First of all, remember that cleaning certain portions of your bike too thoroughly (such as the chain or chain ring) can be harmful. This could remove helpful lubrication that helps your bike function smoothly. I prefer to use a simple microfiber towel and a non-abrasive cleaner like Simple Green.

Simply spray the cloth with the cleaner until it is damp and wipe the surfaces of the bike to remove dirt and grime. Try not to use any water since that can cause the metal pieces of the bike to corrode. Once you have finished removing any dirt, I suggest wiping the entire bike with a clean cloth to remove any extra cleaner left behind.

2. Inspect you brakes

Having brakes that work well is extremely important. Controlling your speed helps you keep better control over your bike and avoid accidents. There are three parts that make up your braking system and we will check all of them.

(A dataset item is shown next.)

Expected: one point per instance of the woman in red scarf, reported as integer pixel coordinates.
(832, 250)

  1. Pads – these are the rubber or ceramic pieces that touch the rim of the wheel when you squeeze the brake lever. Look at all the pads to see if they are wearing evenly. If they are not, or if they are worn through, consider replacing them
  2. Levers – make sure your bike is adjusted so that you can easily reach the brake levers. Also, test both the front and rear brake levers to be sure that they are working correctly
  3. Cables – If your brakes seem loose or they are unresponsive, you can make small adjustments by tightening the cables from the lever to the brake. (How to do this varies between different bike models)

3. Check your wheels

You wouldn’t go very far without wheels on your bike. And if your wheels aren’t in good shape, you won’t get much farther. You can check if your wheels are straight or ‘true’ by turning the bike over and resting it on the saddle and the bars. spin each wheel, standing in line with it to see if it is spinning perfectly straight.

Check for loose spokes which may mean that your wheel is warped or damaged.

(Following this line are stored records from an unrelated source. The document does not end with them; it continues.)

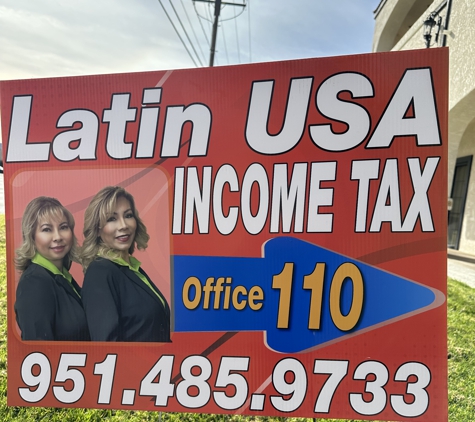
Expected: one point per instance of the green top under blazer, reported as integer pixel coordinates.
(48, 307)
(121, 307)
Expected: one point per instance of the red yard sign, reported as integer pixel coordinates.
(297, 220)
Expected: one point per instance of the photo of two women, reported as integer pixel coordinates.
(115, 301)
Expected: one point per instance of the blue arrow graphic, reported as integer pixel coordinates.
(236, 294)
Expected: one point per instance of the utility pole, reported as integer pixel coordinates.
(214, 35)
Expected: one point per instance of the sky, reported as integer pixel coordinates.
(50, 38)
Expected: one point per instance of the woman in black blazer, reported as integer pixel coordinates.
(120, 300)
(48, 303)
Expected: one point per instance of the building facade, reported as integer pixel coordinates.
(416, 24)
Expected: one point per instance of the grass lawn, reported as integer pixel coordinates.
(461, 333)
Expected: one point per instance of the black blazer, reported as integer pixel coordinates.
(48, 308)
(121, 307)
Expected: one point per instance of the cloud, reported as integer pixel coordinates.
(47, 38)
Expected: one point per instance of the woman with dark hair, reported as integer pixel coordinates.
(120, 300)
(48, 300)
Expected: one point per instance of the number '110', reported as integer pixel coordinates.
(314, 282)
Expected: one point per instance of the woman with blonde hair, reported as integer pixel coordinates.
(48, 300)
(120, 300)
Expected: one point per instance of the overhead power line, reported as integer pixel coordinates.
(179, 36)
(217, 11)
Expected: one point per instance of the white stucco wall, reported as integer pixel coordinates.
(461, 42)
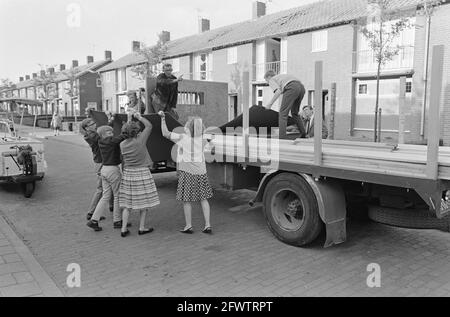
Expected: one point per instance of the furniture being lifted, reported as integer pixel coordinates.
(305, 185)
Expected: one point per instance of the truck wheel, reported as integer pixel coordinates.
(408, 218)
(291, 210)
(28, 189)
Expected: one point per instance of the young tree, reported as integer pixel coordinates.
(47, 80)
(381, 31)
(6, 87)
(152, 56)
(72, 88)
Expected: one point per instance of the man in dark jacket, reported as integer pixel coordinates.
(308, 119)
(167, 89)
(88, 129)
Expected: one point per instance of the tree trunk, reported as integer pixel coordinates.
(377, 103)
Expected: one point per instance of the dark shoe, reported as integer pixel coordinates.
(94, 225)
(187, 231)
(118, 225)
(207, 230)
(141, 233)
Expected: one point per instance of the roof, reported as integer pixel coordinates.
(30, 102)
(305, 18)
(62, 75)
(125, 61)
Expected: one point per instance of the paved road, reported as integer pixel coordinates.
(242, 258)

Finally, check the rim for dents, cracks, or rough edges that could damage the brake pads.

4. Test the drivetrain

This is the part of your bike that will wear out most quickly and needs the most attention. Not only does it need the most attention, but it is also the most complex.  The drivetrain is made up of the pedals, chain, chain ring, cassette and derailleur.  You can detect most problems with a simple test.

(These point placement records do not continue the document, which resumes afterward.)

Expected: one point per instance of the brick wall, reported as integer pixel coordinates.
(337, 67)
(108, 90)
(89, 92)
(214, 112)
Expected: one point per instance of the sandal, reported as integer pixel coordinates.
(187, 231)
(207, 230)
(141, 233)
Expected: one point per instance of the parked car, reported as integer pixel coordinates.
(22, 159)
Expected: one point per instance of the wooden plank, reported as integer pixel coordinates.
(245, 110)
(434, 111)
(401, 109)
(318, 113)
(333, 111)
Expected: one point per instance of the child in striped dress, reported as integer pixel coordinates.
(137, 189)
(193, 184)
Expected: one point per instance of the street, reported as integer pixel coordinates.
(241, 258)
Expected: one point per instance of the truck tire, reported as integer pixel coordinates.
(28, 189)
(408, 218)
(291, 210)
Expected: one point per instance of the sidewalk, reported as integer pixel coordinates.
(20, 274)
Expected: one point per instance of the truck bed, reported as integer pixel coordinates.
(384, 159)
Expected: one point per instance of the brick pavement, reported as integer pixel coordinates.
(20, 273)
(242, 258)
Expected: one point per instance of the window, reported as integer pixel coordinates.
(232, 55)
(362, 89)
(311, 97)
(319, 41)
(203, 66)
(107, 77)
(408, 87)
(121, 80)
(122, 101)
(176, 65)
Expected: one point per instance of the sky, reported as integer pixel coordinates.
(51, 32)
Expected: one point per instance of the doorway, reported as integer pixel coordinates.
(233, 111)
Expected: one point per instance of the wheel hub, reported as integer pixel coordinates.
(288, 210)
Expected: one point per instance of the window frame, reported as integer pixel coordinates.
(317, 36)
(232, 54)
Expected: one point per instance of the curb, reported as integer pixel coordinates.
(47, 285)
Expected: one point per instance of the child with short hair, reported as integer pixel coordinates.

With your bike still flipped over, turn the pedals with one hand while you shift through all of the gears with the other. If it shifts through smoothly, you should be good to go. Take one last look to make sure there are no teeth missing from the chain ring or cassette.

If you find any problems with the drivetrain and you are not familiar with the skills or tools needed to fix it, take it to a bike shop to have it repaired. If done wrong, repairs can make things worse and be very dangerous.

5. Inspect the tires

Check your tires by looking at them and rubbing your fingers along them to find any cracking or splitting. You can pump your tires up to the correct pressure (usually listed on the sidewall of the tire itself) and leave it for a period of time to see if there are any air leaks. Tires are fairly cheap and should be replaced regularly.

6. Check the cables

There are probably two sets of cables on your bike; (1) a set connecting the brake levers to the brakes and (2) a set connecting the shifters to the derailleurs. Check these cables for dirt, grit, and general wear and tear. Having the cable tuned can increase your bike’s performance and ensure your safety while riding. If you find any wear or the cables are loose, have a bike technician repair or replace the cables for you. Cables should be replaced every 2-4 years.

7. Apply lubricant

I favor grease over oil because last longer and does not dry out as quickly. You can apply grease to all moving parts (be sure to avoid the rims and brake pads). Apply grease to the chain while slowly turning the pedals so that you get an even layer.

8. Evaluate yourself

Check yourself and know your abilities. Don’t push yourself to extremes when you are not yet ready or in shape. Design a training program and make sure you know how to handle the bike you are riding. Finally, have fun and be safe. Always wear a helmet and take the proper safety precautions, including signaling to cars and other cyclist. Know the laws you are expected to follow, be courteous, and share the road.